In [4]:
import torch
from torch import nn
from torchvision import datasets, transforms
from torch.utils.data import DataLoader
import matplotlib.pyplot as plt
print(torch.__version__)
print("CUDA available?" if torch.cuda.is_available() else "Using CPU")

2.7.1
Using CPU


In [None]:
# Transform: normalize MNIST to [0,1]
#this next line converts the MNIST images to tensors
#and normalizes them to the range [0, 1]
transform = transforms.ToTensor()

# Download MNIST
#train_data is the training set, test_data is the test set
#both are downloaded from the 'data' directory

train_data = datasets.MNIST(root='data', train=True, download=True, transform=transform)
test_data  = datasets.MNIST(root='data', train=False, download=True, transform=transform)

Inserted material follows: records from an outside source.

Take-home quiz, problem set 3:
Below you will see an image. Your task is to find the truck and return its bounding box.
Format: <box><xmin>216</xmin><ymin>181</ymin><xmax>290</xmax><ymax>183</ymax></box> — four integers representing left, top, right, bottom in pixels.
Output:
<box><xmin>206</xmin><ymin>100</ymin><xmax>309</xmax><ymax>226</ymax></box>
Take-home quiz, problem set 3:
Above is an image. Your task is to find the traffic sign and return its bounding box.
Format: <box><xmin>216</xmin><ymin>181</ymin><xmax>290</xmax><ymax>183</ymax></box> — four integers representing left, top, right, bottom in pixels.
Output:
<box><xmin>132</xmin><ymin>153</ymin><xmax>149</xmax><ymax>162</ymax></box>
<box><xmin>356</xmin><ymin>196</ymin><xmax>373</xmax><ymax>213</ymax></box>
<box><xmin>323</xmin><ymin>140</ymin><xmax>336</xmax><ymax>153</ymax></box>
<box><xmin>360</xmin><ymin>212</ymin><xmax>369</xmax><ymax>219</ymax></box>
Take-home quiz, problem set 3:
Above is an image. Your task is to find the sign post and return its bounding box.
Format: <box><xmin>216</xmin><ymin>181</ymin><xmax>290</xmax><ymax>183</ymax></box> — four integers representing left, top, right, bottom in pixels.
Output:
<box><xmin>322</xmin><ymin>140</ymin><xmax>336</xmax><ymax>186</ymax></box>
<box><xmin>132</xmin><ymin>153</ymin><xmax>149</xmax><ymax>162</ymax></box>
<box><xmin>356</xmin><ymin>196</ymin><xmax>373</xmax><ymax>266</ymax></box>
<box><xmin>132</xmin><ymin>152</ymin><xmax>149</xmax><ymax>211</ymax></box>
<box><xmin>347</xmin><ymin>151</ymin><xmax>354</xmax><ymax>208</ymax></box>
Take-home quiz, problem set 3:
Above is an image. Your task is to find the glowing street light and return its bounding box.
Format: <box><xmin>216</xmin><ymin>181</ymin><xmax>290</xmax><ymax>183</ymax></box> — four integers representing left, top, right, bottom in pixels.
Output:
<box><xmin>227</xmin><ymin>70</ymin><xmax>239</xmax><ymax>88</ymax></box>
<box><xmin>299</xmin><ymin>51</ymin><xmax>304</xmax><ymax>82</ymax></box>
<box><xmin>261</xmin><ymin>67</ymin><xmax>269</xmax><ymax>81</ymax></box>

train_loader = DataLoader(train_data, batch_size=64, shuffle=True)
test_loader  = DataLoader(test_data, batch_size=64, shuffle=False)

# Define a simple 2-layer neural net
# this is a feedforward neural network 
model = nn.Sequential(
    nn.Flatten(),# flatten the image to a 1D tensor 28x28 → 784
    nn.Linear(784, 128), # first layer: 784 inputs, 128 outputs
    nn.ReLU(), #activation function that introduces non-linearity
    nn.Linear(128, 10) # second layer: 128 inputs, 10 outputs (one for each digit 0-9)
)

# Loss and optimizer
loss_fn = nn.CrossEntropyLoss() #specifies the loss function 
optimizer = torch.optim.Adam(model.parameters(), lr=1e-3) #defines the optimizer to update the model's parameters

# Training loop
#makes 5 full passes over the training data
#for each epoch, it iterates over the training data, where X are images and y are labels
# loss computes the loss between the predicted outputs and the true labels
# optimizer.zero_grad() resets the gradients to zero before backpropagation
# loss.backward() computes the gradients of the loss with respect to the model parameters
# optimizer.step() updates the model parameters based on the computed gradients
for epoch in range(5):
    for X, y in train_loader:
        pred = model(X)
        loss = loss_fn(pred, y)

        optimizer.zero_grad()
        loss.backward()
        optimizer.step()
    
    print(f"Epoch {epoch+1}: loss = {loss.item():.4f}")

100.0%
100.0%
100.0%
100.0%


Epoch 1: loss = 0.2113
Epoch 2: loss = 0.2457
Epoch 3: loss = 0.0471
Epoch 4: loss = 0.1373
Epoch 5: loss = 0.0351


In [6]:
correct = 0
total = 0

with torch.no_grad():
    for X, y in test_loader:
        pred = model(X)
        predicted = pred.argmax(1)
        correct += (predicted == y).sum().item()
        total += y.size(0)

print(f"Test Accuracy: {correct / total:.2%}")

Test Accuracy: 97.24%